Der 10. Juli 2026 geht als trauriger Tag in die Schweizer Sportgeschichte ein: Ski-Legende Roland Collombin hat 75-jährig den Kampf gegen den Krebs verloren.
Abfahrtsspezialist Collombin fuhr sich in den 70er-Jahren in die Herzen der Schweizer Ski-Fans. Legendär sind vor allem die Olympischen Spiele 1972 in Sapporo, wo er hinter seinem Rivalen und späteren Freund Bernhard Russi (77) Silber gewann. «Collombin hatte immer den Verdacht, dass Rossignol-Kollege Russi den besseren Wachs hatte», erinnert sich alt Bundesrat Adolf Ogi (83). «Das war aber nicht so.» Ogi muss es wissen, schliesslich war er damals Direktor des Skiverbands.

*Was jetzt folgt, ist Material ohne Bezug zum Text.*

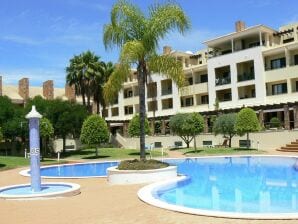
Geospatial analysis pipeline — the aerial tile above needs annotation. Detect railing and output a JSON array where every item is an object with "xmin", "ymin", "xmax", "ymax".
[
  {"xmin": 237, "ymin": 73, "xmax": 255, "ymax": 82},
  {"xmin": 215, "ymin": 77, "xmax": 231, "ymax": 86},
  {"xmin": 161, "ymin": 89, "xmax": 173, "ymax": 96}
]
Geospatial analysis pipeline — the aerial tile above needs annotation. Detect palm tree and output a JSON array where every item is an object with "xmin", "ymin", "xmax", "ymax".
[
  {"xmin": 66, "ymin": 51, "xmax": 102, "ymax": 112},
  {"xmin": 93, "ymin": 61, "xmax": 115, "ymax": 117},
  {"xmin": 103, "ymin": 0, "xmax": 190, "ymax": 159}
]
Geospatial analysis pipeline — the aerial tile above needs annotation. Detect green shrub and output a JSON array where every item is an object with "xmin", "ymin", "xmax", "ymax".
[
  {"xmin": 118, "ymin": 159, "xmax": 169, "ymax": 170},
  {"xmin": 80, "ymin": 115, "xmax": 109, "ymax": 156},
  {"xmin": 270, "ymin": 117, "xmax": 281, "ymax": 128}
]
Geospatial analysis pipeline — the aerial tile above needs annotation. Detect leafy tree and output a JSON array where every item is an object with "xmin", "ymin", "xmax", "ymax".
[
  {"xmin": 235, "ymin": 108, "xmax": 260, "ymax": 148},
  {"xmin": 103, "ymin": 0, "xmax": 190, "ymax": 159},
  {"xmin": 128, "ymin": 114, "xmax": 151, "ymax": 137},
  {"xmin": 0, "ymin": 127, "xmax": 3, "ymax": 142},
  {"xmin": 270, "ymin": 117, "xmax": 281, "ymax": 128},
  {"xmin": 93, "ymin": 61, "xmax": 115, "ymax": 117},
  {"xmin": 80, "ymin": 115, "xmax": 109, "ymax": 157},
  {"xmin": 39, "ymin": 117, "xmax": 54, "ymax": 159},
  {"xmin": 46, "ymin": 99, "xmax": 88, "ymax": 152},
  {"xmin": 212, "ymin": 113, "xmax": 237, "ymax": 147},
  {"xmin": 170, "ymin": 113, "xmax": 204, "ymax": 149}
]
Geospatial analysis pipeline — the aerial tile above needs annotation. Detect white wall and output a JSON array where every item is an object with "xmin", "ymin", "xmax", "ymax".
[{"xmin": 117, "ymin": 130, "xmax": 298, "ymax": 152}]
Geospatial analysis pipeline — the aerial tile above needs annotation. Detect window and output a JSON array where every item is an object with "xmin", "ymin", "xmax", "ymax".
[
  {"xmin": 271, "ymin": 58, "xmax": 286, "ymax": 69},
  {"xmin": 272, "ymin": 83, "xmax": 288, "ymax": 95},
  {"xmin": 201, "ymin": 95, "xmax": 209, "ymax": 104},
  {"xmin": 187, "ymin": 77, "xmax": 193, "ymax": 85},
  {"xmin": 124, "ymin": 106, "xmax": 133, "ymax": 115},
  {"xmin": 201, "ymin": 74, "xmax": 208, "ymax": 83}
]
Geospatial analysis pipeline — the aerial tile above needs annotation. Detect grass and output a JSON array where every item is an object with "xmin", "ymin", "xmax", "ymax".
[
  {"xmin": 62, "ymin": 148, "xmax": 166, "ymax": 160},
  {"xmin": 171, "ymin": 147, "xmax": 265, "ymax": 156},
  {"xmin": 0, "ymin": 156, "xmax": 66, "ymax": 171}
]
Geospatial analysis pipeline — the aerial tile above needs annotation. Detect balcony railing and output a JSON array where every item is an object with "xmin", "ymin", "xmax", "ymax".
[
  {"xmin": 215, "ymin": 77, "xmax": 231, "ymax": 86},
  {"xmin": 161, "ymin": 89, "xmax": 172, "ymax": 96},
  {"xmin": 238, "ymin": 73, "xmax": 255, "ymax": 82}
]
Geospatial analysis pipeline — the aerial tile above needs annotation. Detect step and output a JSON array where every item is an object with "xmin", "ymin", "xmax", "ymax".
[{"xmin": 286, "ymin": 143, "xmax": 298, "ymax": 148}]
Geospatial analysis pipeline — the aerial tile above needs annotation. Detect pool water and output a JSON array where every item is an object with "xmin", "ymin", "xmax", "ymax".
[
  {"xmin": 40, "ymin": 162, "xmax": 118, "ymax": 178},
  {"xmin": 156, "ymin": 156, "xmax": 298, "ymax": 213}
]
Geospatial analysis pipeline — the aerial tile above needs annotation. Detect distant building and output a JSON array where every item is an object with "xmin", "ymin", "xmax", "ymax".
[
  {"xmin": 105, "ymin": 21, "xmax": 298, "ymax": 135},
  {"xmin": 0, "ymin": 76, "xmax": 82, "ymax": 106}
]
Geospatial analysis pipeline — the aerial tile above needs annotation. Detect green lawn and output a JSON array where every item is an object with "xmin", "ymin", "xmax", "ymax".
[
  {"xmin": 171, "ymin": 147, "xmax": 266, "ymax": 156},
  {"xmin": 0, "ymin": 156, "xmax": 66, "ymax": 171},
  {"xmin": 62, "ymin": 148, "xmax": 166, "ymax": 160}
]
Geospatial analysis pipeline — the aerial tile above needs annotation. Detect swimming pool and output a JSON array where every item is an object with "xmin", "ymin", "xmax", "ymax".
[
  {"xmin": 20, "ymin": 161, "xmax": 119, "ymax": 178},
  {"xmin": 138, "ymin": 156, "xmax": 298, "ymax": 219}
]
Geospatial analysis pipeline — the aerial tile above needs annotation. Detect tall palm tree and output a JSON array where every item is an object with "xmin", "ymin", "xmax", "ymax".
[
  {"xmin": 66, "ymin": 51, "xmax": 102, "ymax": 112},
  {"xmin": 93, "ymin": 61, "xmax": 115, "ymax": 117},
  {"xmin": 103, "ymin": 0, "xmax": 190, "ymax": 159}
]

Als solcher war Ogi auch verantwortlich dafür, dass Collombin nach der Medaillen-Party aus dem japanischen Gefängnis freikam. Dort landete der lebensfrohe Walliser wegen eines Streits im Ausgang. Collombin hat Ogi die Rettung nie vergessen. «Als ich am 9. Dezember 1987 in den Bundesrat gewählt wurde, fuhr Roland vor dem Bundeshaus vor», erzählt Ogi. «Dem Polizisten sagte er: ‹Herr Polizist, ich muss doch Dölf gratulieren. Er ist trotz mir Bundesrat geworden.›»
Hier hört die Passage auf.